L’idée fondationnelle de la SF, c’est de changer une ou deux variables de notre réalité, et d’en extrapoler les conséquences. Avec Le Guin, ces changements sont souvent dans les moeurs et coutumes des sociétés imaginaires qu’elle a tant de talent à décrire. Et dans ce recueil, on a droit à sept structure sociales distinctes au travers de huit nouvelles. Pour le lecteur de Left Hand of Darkness, on revisite Karhide en ouverture, puis Seggri, O, et Eleven-Soro. Ces histoires s'intéressent essentiellement aux relations et à la sexualité, mais je m’en veux quelque peu de simplifier autant. La richesse, la texture incroyablement élaborée en si peu de mots n’a de cesse de m’ébahir.

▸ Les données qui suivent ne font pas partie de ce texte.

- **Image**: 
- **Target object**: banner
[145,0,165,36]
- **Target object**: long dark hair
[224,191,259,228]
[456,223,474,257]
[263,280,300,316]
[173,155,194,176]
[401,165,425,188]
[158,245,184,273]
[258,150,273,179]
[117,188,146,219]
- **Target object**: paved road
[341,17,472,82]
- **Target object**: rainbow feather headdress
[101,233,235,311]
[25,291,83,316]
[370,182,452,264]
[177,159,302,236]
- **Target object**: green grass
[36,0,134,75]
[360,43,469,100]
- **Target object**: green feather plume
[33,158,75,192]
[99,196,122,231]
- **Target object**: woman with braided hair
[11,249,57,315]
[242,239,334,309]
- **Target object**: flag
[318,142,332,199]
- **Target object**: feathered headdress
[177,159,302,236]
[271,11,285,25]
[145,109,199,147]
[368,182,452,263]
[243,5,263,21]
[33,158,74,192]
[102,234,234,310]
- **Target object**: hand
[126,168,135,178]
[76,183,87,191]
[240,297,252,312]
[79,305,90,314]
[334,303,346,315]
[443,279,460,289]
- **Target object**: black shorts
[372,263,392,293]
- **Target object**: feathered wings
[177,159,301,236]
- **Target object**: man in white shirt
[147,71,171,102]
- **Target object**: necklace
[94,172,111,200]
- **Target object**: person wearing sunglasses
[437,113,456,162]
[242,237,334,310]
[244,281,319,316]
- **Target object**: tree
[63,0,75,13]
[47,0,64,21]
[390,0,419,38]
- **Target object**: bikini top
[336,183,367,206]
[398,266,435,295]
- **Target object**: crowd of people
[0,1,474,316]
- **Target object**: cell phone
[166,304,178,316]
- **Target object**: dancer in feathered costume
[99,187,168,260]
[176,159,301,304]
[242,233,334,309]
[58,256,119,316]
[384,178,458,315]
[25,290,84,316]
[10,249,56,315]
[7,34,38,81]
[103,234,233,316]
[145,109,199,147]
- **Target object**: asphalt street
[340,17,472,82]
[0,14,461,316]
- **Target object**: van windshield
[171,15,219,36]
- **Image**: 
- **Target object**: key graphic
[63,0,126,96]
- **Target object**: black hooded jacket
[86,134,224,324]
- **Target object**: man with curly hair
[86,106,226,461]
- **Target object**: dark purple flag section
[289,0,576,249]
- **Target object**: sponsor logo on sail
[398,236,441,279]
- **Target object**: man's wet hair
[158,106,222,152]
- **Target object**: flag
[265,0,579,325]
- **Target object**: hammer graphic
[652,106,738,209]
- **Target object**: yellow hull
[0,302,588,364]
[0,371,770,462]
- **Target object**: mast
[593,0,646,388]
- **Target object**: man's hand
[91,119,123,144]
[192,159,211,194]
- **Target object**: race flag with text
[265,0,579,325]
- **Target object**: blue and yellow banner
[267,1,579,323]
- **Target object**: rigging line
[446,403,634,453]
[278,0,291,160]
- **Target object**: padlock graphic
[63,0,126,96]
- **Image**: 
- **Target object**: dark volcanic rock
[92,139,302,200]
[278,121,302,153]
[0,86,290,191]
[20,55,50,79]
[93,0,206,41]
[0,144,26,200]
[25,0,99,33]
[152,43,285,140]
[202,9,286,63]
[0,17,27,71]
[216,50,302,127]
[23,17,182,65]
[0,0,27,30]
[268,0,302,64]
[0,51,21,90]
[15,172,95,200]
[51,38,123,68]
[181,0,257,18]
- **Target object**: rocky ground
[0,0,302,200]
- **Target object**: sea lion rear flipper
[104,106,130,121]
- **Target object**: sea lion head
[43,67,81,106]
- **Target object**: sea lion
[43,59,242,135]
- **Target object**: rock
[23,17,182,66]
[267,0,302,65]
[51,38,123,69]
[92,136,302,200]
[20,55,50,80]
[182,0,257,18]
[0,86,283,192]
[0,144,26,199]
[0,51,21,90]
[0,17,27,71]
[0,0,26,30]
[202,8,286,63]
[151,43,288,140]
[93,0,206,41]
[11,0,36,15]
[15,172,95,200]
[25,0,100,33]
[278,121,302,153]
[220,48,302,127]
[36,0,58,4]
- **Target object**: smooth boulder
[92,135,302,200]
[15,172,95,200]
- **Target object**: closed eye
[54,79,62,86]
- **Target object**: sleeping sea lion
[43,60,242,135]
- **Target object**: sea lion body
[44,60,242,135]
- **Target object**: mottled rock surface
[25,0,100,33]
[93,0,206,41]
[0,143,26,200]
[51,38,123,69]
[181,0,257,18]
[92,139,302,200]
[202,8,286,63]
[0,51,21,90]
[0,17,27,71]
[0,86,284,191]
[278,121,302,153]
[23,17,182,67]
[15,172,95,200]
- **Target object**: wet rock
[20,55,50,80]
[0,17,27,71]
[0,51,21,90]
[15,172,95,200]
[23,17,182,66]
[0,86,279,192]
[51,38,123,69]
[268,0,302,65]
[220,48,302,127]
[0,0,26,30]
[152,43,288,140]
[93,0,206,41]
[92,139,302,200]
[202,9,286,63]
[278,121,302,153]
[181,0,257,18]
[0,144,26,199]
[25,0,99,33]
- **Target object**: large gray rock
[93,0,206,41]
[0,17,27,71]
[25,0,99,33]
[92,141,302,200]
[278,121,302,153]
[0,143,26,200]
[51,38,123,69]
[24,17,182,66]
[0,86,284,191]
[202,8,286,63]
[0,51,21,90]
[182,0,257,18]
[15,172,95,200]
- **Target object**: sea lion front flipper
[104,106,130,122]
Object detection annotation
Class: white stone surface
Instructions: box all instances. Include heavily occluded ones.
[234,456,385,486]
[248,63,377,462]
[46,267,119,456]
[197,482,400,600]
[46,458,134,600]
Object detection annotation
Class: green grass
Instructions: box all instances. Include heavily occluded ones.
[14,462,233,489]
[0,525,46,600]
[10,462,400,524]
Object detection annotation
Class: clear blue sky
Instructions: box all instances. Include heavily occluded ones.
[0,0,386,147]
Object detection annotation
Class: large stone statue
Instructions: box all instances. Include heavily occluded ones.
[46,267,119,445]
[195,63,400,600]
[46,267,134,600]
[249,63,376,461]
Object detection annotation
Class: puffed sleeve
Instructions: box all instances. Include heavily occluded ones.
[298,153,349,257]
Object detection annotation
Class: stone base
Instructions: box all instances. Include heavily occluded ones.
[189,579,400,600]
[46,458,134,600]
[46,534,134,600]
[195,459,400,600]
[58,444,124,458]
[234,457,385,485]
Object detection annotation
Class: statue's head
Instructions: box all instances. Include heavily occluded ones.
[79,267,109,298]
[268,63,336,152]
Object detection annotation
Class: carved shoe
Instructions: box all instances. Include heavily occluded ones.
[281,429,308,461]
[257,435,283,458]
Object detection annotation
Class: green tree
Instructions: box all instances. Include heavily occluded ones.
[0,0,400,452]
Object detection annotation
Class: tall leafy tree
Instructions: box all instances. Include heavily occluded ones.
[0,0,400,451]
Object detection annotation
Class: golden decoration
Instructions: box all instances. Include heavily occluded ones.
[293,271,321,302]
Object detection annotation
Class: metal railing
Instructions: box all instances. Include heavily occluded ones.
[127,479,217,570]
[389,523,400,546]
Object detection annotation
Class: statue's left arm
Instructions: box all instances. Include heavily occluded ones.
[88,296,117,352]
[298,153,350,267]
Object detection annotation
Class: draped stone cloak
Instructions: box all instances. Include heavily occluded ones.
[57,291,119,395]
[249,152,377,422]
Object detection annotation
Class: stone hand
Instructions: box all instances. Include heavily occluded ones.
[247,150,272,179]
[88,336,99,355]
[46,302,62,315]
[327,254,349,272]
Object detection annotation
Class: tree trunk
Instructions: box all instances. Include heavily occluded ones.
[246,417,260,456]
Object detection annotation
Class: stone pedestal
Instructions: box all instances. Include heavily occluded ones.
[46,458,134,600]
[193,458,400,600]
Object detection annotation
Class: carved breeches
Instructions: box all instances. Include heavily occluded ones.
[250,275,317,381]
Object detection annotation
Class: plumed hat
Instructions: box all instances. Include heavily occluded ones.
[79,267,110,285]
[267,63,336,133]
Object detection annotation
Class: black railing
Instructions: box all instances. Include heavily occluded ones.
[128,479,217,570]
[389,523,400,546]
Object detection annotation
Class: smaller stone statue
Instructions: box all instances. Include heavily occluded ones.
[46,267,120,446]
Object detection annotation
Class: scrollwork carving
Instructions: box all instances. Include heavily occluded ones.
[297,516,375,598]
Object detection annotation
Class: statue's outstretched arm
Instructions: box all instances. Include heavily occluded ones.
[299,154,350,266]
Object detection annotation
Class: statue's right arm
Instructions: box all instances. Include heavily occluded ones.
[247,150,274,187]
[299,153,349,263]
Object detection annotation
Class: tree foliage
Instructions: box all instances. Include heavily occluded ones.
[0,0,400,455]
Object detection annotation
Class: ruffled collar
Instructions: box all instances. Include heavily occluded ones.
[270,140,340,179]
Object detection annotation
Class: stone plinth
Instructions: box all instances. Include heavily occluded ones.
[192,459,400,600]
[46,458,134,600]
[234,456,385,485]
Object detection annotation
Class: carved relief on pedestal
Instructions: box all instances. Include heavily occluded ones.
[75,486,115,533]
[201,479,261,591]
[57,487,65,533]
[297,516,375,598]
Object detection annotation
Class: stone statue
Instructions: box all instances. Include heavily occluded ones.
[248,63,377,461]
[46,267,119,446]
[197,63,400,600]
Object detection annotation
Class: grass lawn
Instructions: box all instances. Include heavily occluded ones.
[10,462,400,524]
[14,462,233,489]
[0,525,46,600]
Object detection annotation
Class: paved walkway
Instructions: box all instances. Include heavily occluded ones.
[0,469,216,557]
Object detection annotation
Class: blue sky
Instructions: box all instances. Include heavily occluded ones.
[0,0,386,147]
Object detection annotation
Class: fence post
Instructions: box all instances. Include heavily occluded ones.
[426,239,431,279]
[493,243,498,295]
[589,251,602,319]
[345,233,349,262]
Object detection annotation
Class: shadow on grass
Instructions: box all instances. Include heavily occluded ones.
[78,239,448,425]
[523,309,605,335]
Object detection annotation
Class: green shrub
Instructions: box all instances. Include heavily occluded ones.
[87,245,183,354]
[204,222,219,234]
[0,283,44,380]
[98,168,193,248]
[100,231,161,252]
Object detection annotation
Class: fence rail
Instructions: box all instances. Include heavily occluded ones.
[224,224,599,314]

Les trois dernières histoires sont davantage centrées sur l’Histoire et la religion. La chute d’une dictature entraîne le chaos sur Werel, thème particulièrement contemporain. Une caste dirigeante, objet d’une religion, confronte une crise de succession. Un vaisseau de colonisation, fondé sur des valeurs athées, voit l’émergence d’un culte. Les protagonistes sont généralement des gens intelligents, qui agissent en accord avec leur éducation, leur croyance, leur situation. Ni blanc, ni noir, seulement des nuances de gris. Le lecteur est libre de tirer ses conclusions. Ursula Le Guin a certainement ses opinions, mais on ne peut qu’applaudir ses efforts pour ouvrir le débat sur des thèmes difficiles, alors qu’il eut été tellement plus facile d’adopter une présentation consensuelle.
Sans surprise donc, une excellente lecture, pleine d’imagination, de variété, et de questions stimulantes. Pas mal de SF pastorale, mais aussi un peu d’action. Et comme toujours, lire quelqu’un d’autre après Ursula Le Guin, c’est dur!